Il 28 giugno 2016 Di Pasquale, studioso di Ucraina da più di 10 anni, fece un intervento dal titolo “L’Euromaidan e la guerra nel Donbas nei media italiani” a una conferenza organizzata dall’Associazione per gli studi slavistici, dell’Europa orientale e dell’Eurasia (the Association for Slavic, East European, and Eurasian Studies) presso l’Università cattolica ucraina a Lviv.
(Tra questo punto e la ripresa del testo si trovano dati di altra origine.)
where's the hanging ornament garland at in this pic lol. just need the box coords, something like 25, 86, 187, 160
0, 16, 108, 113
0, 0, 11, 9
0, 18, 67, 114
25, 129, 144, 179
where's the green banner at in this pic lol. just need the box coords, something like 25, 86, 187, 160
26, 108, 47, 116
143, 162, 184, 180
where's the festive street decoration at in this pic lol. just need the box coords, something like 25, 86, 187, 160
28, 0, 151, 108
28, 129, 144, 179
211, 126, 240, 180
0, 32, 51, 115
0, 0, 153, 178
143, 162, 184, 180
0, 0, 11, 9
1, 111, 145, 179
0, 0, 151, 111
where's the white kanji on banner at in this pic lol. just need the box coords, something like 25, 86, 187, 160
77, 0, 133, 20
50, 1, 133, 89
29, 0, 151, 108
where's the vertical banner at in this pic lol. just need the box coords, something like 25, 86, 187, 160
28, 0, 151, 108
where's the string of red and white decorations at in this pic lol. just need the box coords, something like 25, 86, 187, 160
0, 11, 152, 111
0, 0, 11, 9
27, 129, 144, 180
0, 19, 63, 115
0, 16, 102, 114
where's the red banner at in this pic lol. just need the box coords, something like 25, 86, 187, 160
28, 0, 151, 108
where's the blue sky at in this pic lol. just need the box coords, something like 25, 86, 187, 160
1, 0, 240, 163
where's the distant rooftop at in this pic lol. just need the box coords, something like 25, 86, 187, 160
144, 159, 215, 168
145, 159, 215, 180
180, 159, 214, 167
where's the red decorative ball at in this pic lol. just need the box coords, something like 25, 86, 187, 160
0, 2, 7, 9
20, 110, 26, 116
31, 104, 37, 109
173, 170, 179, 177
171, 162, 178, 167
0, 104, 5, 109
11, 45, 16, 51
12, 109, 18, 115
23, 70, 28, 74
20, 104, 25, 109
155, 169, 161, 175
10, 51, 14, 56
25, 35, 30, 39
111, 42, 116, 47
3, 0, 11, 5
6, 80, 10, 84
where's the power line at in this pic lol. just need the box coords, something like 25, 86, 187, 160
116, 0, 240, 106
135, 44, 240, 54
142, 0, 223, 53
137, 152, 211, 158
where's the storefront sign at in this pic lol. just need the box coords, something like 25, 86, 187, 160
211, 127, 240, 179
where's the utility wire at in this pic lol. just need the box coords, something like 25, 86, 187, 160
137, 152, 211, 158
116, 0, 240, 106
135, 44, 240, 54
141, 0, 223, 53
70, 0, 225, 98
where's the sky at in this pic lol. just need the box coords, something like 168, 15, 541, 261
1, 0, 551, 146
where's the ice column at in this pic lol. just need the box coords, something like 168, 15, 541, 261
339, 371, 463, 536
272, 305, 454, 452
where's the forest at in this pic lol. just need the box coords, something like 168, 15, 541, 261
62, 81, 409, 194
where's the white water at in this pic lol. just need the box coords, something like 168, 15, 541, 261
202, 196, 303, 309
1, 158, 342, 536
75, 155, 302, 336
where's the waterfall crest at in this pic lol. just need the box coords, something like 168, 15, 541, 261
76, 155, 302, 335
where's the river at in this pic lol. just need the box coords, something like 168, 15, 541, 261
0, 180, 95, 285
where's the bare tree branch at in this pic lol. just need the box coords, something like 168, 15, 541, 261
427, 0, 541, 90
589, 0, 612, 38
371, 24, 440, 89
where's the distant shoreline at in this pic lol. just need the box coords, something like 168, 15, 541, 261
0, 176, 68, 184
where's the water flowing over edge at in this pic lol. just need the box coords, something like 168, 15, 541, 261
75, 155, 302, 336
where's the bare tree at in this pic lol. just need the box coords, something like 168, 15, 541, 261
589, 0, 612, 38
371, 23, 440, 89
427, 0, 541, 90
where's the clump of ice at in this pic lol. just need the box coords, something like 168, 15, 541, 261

Prima della Rivoluzione Arancione del 2004, l’Ucraina non era presente come attore indipendente nei giornali, nelle riviste e nella TV italiana, afferma Di Pasquale. “L’Italia ha sempre avuto relazioni strette e privilegiate con l’Unione Sovietica e per questo motivo ha trovato difficoltà ad accettare e comprendere l’idea di un’Ucraina indipendente. Nonostante l’URSS fosse un’unione federale composta di 15 repubbliche costitutive, l’intellighenzia italiana spesso identificava l’Unione Sovietica con la Russia. Unione Sovietica e Russia erano frequentemente usate come sinonimi da politici e giornalisti creando equivoci e confusione nell’opinione pubblica italiana,” continua il ricercatore.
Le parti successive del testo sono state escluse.